There are many different designs of reactors and it’s too long to list to explain each one. What makes reactor cores dangerous is fuel that’s either partially irradiated in the core or spent fuel that’s no longer in the core. Different reactors use slightly different fuels, but the main component of the fuel is uranium. In most reactors, the fuel is composed of pellets stacked into [rods](https://upload.wikimedia.org/wikipedia/commons/thumb/2/28/Fuel_Pellet.jpg/553px-Fuel_Pellet.jpg), and then the rods combined into [larger assemblies](https://www.nrc.gov/reading-rm/doc-collections/fact-sheets/fuel-assembly-new.gif). Prior to being placed in the reactor, the fuel is *relatively* safe, since it’s just uranium or some uranium compound. In fact, you can hold a chunk of uranium in your hand and be fine.

What makes it so dangerous is the fission process that turns the uranium into energy also, as a byproduct, creates many more radioactive isotopes that are far more dangerous than the original uranium fuel. This process also irradiates all of the non-fuel components of the core, so the core has have heavy shielding (usually several meters of steel and concrete) to keep the radiation inside. This also means that you need some mechanism to keep radiation from escaping while removing spent fuel and adding new fuel to the core.

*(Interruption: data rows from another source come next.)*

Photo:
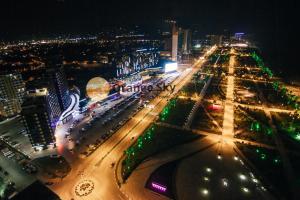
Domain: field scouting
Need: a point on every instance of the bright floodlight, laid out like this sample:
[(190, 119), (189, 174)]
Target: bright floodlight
[(208, 169), (246, 190), (170, 67), (255, 180), (243, 177), (205, 192), (225, 182)]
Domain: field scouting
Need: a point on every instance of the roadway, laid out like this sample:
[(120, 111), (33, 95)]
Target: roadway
[(93, 177)]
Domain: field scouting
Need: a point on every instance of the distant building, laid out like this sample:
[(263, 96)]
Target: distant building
[(185, 41), (174, 42), (136, 61), (12, 89), (37, 118), (215, 39), (56, 77)]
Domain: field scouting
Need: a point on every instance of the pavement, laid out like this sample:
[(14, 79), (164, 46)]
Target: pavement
[(93, 176)]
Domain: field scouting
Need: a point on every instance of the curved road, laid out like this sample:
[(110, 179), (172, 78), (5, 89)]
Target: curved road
[(93, 177)]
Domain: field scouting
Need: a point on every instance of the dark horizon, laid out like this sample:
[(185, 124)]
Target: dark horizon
[(271, 22)]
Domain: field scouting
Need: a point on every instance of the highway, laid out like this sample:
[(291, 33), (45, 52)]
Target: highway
[(93, 177)]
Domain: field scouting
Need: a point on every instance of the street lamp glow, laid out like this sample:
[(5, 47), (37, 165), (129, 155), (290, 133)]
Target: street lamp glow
[(246, 190), (255, 180), (242, 177), (205, 192), (225, 182), (208, 169)]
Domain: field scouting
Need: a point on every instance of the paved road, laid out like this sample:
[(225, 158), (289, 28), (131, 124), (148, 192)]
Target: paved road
[(94, 173)]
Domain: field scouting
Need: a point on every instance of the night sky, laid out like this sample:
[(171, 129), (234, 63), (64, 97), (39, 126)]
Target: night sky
[(273, 23)]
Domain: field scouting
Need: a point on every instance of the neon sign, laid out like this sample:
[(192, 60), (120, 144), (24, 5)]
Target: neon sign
[(159, 187)]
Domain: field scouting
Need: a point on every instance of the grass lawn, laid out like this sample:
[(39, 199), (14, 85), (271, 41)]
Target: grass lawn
[(177, 111), (154, 140), (269, 164), (54, 166)]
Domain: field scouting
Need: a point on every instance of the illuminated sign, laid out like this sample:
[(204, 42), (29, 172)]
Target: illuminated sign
[(159, 187), (170, 67), (97, 89)]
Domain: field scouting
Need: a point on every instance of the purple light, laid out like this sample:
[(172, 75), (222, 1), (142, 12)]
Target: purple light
[(159, 187)]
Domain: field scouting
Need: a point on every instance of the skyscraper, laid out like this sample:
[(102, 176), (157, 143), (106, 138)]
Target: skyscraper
[(37, 119), (12, 89), (174, 42), (56, 77), (186, 44)]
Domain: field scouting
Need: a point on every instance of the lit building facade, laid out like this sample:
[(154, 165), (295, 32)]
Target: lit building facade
[(37, 118), (56, 78), (136, 61), (12, 89), (174, 42)]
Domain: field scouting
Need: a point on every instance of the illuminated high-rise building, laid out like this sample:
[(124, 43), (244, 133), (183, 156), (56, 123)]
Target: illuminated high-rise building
[(37, 118), (174, 42), (56, 77), (12, 89)]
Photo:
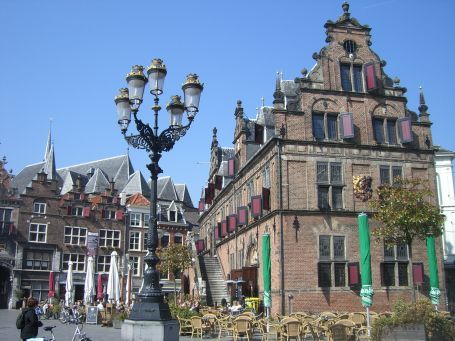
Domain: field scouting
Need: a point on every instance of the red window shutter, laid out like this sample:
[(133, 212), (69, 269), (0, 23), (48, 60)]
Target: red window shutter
[(201, 205), (347, 125), (354, 275), (242, 214), (405, 129), (258, 133), (256, 206), (370, 75), (266, 198), (218, 182), (223, 228), (417, 273), (232, 222), (86, 212), (231, 168), (119, 215)]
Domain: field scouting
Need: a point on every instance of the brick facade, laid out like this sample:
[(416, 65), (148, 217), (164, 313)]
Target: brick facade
[(292, 157)]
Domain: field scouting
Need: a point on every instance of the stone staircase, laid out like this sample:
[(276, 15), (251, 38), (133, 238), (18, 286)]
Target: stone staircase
[(212, 274)]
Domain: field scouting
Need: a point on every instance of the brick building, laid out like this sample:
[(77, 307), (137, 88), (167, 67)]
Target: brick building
[(290, 173), (67, 214)]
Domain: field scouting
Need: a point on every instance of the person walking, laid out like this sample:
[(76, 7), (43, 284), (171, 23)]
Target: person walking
[(32, 323)]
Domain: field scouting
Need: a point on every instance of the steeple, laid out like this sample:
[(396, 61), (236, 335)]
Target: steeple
[(423, 108)]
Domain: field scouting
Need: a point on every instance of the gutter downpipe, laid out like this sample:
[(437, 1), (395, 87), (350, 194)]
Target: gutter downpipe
[(280, 175)]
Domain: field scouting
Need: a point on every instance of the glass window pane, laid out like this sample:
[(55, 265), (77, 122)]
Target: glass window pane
[(337, 197), (323, 197), (338, 247), (357, 72), (332, 129), (392, 132), (318, 126), (340, 274), (324, 247), (345, 71), (402, 274), (388, 274), (322, 172), (324, 275), (378, 129)]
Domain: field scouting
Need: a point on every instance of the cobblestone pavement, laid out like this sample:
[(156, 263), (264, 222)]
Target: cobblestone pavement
[(64, 332)]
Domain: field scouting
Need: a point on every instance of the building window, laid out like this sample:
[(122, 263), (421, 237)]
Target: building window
[(385, 130), (104, 263), (75, 235), (329, 181), (146, 235), (178, 238), (351, 77), (135, 240), (5, 220), (77, 211), (135, 219), (389, 175), (146, 220), (134, 264), (77, 259), (37, 233), (110, 238), (36, 260), (332, 261), (394, 269), (109, 214), (39, 207), (325, 126), (165, 240)]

So back to your question, the core itself is different each reactor design, but it’s still just made out of mostly normal construction materials concrete and steel. Fresh fuel is also mostly safe to handle. It’s partially or fully used fuel that’s dangerous. With adequate shielding, it’s not problem.

Anonymous 0 Comments

This has little bearing on Chernobyl but most reactors in the world are PWR or BWR (incl. Fukushima), which are basically big steel pressure vessels to hold water under pressure (PWRs under significantly higher pressure). There is a pretty neat (https://www.youtube.com/watch?v=91yVhrSZ5jQ) by russian industry on their production. They are so big that only a few facilities in the world can make them.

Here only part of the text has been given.